To actually close a socket, one then needs to call SOCKETS_close()/FreeRTOS_closesocket().

Let me know if that helps.

htibosch · October 28, 2021, 3:55am

Thank you @kanherea for making the example complete. It must be said that the code assumes that the call to FreeRTOS_recv() is blocking, i.e. FREERTOS_SO_RCVTIMEO has been set to a non-zero value.

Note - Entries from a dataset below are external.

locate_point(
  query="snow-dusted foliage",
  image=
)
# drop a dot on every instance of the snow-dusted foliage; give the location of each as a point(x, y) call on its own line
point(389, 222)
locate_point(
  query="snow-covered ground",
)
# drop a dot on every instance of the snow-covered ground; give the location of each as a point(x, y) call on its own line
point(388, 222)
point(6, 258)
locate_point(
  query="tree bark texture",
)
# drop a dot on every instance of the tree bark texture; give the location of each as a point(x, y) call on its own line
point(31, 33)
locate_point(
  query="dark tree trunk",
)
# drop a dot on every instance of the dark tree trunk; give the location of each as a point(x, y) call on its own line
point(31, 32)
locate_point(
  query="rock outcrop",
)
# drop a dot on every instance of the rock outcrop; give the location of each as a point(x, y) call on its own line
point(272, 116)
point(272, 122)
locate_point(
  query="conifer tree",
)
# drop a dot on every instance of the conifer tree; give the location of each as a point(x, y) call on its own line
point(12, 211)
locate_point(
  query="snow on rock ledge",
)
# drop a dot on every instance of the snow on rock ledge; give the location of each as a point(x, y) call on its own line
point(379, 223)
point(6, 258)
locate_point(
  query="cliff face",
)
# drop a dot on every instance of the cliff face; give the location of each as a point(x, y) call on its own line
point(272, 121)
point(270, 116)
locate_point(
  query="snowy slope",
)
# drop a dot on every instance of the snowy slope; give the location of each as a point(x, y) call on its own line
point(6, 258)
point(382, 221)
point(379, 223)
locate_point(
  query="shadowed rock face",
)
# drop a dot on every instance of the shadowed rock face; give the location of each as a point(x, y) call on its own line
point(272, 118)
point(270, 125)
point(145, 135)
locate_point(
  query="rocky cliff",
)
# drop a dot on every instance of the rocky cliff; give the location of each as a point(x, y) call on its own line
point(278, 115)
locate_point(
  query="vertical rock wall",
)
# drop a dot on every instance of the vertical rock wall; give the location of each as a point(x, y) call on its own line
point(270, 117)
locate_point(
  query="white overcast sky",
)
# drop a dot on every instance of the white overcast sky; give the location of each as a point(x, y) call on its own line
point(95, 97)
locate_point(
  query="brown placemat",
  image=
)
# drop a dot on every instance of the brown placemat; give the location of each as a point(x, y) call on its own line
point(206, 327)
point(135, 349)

I just found out that @paul-szczepanek-arm is using older code. Today’s version is like this:

if( prvValidSocket( pxSocket, FREERTOS_IPPROTO_TCP, pdTRUE ) == pdFALSE )
{
    /*_RB_ Is this comment correct?  The socket is not of a type that
     * supports the listen() operation. */
    xResult = -pdFREERTOS_ERRNO_EOPNOTSUPP;
}
else if( pxSocket->u.xTCP.ucTCPState != ( uint8_t ) eESTABLISHED )
{
    /* The socket is not connected. */
    xResult = -pdFREERTOS_ERRNO_ENOTCONN;
}
else

The comment in the first if statement can be extended to :

/* Either "pxSocket" is not a valid pointer, or the
* socket is not bound, or it is not a TCP socket. */

But once again: FreeRTOS_shutdown()should only be called on a connected socket. The shutting down is not immediate, it takes time to exchange a FIN packets.
During the shutting down, FreeRTOS_recv() might still return data received from the peer.

paul-szczepanek-arm · October 28, 2021, 8:53am

Ah, didn’t realise this change has already been made, I guess we came to the same conclusion independently. Apologies this escaped my attention.

It’s not my code that was failing, it’s the AWS ota agent code. Thank you.